Lewis Hamilton and his Mercedes team bounced back from defeat against Ferrari’s Sebastian Vettel in Australia to win the Chinese Grand Prix, the German failing to present a major challenge this time around, not helped by losing time in traffic early on.

Vettel did finish the race a clear runner-up, with Red Bull’s Max Verstappen grabbing the headlines by completing the podium from 16th on the grid, holding off a strong late challenge from teammate Daniel Ricciardo. While a rapidly-drying damp Shanghai track had created uncertainty heading into the race, there was consensus among most F1 teams and drivers, as all but two cars – the Toro Rosso of Carlos Sainz and the Renault of Jolyon Palmer – had intermediate tyres fitted.

When the lights went out, poleman Hamilton eased towards Turn 1 in the lead, whereas fellow front row starter Vettel only just kept the second Mercedes of Valtteri Bottas at bay.There was much progress on the opening lap for Red Bull, with Ricciardo picking off Ferrari’s Kimi Raikkonen for fourth after the opening sequence of corners and Verstappen powering through to seventh by the end of the tour, having made up nine places.Midway through the first lap, Lance Stroll, who had made his first Q3 appearance on Saturday, was punted off by Force India’s Sergio Perez, the Canadian rookie’s Williams beached in the gravel and forcing an appearance by the Virtual Safety Car. That remained for a couple of laps, with Hamilton now enjoying a healthy advantage and a number of drivers, including Vettel, opting to switch to slicks.

Most of the frontrunners were on intermediates as green flags waved again, but there was another crash in virtually no time.
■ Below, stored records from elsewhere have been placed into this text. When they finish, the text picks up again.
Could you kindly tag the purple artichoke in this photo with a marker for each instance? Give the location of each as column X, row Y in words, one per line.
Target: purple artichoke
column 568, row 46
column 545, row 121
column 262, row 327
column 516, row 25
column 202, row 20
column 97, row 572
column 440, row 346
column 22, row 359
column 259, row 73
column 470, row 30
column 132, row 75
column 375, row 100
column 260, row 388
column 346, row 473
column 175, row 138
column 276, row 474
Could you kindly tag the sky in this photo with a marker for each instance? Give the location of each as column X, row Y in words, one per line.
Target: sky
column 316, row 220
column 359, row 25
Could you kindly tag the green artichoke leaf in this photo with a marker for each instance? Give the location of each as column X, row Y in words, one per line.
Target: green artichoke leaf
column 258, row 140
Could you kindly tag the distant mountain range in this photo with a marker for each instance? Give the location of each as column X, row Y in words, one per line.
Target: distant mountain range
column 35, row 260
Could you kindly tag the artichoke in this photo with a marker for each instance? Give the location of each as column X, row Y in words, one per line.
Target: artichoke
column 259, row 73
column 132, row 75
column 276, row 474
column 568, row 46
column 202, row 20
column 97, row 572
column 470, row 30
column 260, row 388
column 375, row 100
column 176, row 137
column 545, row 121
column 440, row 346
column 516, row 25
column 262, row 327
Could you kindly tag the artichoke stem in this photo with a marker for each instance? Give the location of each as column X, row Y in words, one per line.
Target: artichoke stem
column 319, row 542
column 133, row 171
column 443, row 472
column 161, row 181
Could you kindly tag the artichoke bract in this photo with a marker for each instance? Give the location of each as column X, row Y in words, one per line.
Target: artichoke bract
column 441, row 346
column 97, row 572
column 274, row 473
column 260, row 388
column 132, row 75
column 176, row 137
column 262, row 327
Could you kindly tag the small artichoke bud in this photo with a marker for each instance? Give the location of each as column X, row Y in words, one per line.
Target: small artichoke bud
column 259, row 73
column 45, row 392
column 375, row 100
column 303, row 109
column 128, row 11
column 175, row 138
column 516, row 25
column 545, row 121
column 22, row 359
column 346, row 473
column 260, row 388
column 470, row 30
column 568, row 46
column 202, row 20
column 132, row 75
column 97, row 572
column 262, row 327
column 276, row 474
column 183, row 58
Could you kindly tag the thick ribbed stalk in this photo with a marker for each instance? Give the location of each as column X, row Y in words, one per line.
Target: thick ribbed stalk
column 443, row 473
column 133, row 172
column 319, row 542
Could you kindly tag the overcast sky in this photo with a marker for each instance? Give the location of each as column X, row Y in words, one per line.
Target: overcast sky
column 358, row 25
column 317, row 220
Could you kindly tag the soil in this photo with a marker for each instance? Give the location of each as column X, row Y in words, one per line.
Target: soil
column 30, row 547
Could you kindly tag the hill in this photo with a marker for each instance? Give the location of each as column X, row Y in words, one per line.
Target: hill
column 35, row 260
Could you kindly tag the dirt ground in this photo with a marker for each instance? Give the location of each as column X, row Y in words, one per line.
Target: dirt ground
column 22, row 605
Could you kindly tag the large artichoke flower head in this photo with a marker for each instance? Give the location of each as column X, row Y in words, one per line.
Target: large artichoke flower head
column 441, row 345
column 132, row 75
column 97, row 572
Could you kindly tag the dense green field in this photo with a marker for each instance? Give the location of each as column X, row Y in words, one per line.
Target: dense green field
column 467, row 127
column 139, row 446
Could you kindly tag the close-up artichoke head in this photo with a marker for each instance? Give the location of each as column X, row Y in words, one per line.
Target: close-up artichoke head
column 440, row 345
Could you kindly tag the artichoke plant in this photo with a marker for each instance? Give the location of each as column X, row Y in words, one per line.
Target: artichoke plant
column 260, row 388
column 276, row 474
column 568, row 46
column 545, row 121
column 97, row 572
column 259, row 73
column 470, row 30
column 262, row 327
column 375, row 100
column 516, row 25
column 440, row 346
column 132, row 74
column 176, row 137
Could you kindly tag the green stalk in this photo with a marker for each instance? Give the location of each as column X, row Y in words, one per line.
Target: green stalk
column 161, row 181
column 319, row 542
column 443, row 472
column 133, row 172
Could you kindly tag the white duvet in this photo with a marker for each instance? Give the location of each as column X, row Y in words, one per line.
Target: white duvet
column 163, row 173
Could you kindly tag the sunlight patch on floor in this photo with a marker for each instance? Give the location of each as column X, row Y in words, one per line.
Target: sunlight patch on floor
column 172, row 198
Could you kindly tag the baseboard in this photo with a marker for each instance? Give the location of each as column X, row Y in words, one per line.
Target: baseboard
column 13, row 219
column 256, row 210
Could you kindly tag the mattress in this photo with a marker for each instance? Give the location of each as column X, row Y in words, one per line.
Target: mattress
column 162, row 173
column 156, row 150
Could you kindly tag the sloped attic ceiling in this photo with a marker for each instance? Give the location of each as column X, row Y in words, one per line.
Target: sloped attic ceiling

Antonio Giovinazzi lost his car on the main straight, slamming into the pitwall barrier and necessitating a full-on safety car.

When the race restarted on lap seven, the whole field was now on slicks, with Ricciardo stood Hamilton’s closest rival, after Vettel lost ground through the earlier stop and Bottas spun under the safety car when trying to warm up his tyres.In green-flag conditions, a surging Verstappen quickly passed Raikkonen for third, before picking off teammate Ricciardo a few laps later with a dive into Turn 6. Hamilton, on soft tyres, proceeded to slowly but surely pull away from the supersoft-shod Verstappen, with Ricciardo quickly dropping off the pair and instead working to keep the Ferrari duo at bay.

First, the Aussie had to worry about Raikkonen, but the Finn himself was overtaken by Vettel after a few fruitless laps of following the Red Bull – and Vettel then needed little time to pull off a superb outside move on Ricciardo. The German then started closing on Verstappen, who was now dropping significant time to the race leader and soon had Vettel in his rear-view mirror. Their battle was over before it had begun, Verstappen locking up hard into the hairpin, allowing the Ferrari through and then taking to the pits.Upon rejoining, Verstappen lit up the timing screens and, after he took fifth from Bottas with another late Turn 6 lunge, all the drivers ahead would make their stops as well. Eventually, this left Hamilton seven seconds clear of Vettel, and the gap between the pair remained around that distance apart for the rest of the grand prix, eventually ending up at 6.250s at the chequered flag. It means Vettel and Hamilton are now tied at the head of the F1 World Championship.

It was much closer in the fight for third, as the final laps of the race featured a tense fight between Red Bull teammates Verstappen and Ricciardo. The Dutchman was audibly frustrated at the Haas of Romain Grosjean running ahead a lap down, but whatever interference the Frenchman caused was not enough for Ricciardo to capitalise.

The Aussie tried a last-lap lunge at the hairpin, but came up short, having to settle for fourth place, while Raikkonen led compatriot Bottas in fifth. The midfield standout of the race was Sainz, despite the fact his decision to start on slicks had led to an initial spin at Turn 2. The Spaniard recovered, producing pace that was comparable to the frontrunners in the dry and eventually claiming seventh.

Kevin Magnussen scored his first points for his new team Haas in eighth. He overtook the Force India pair of Sergio Perez and Esteban Ocon, with the duo completing the top 10 as they bagged another double points finish for the Indian outfit.

There were five retirements in total, Stroll and Giovinazzi exiting in incidents and three other drivers foiled by reliability – Toro Rosso’s Daniil Kvyat and the McLaren duo of Stoffel Vandoorne and Fernando Alonso, the latter pulling over with a driveshaft failure after battling Sainz.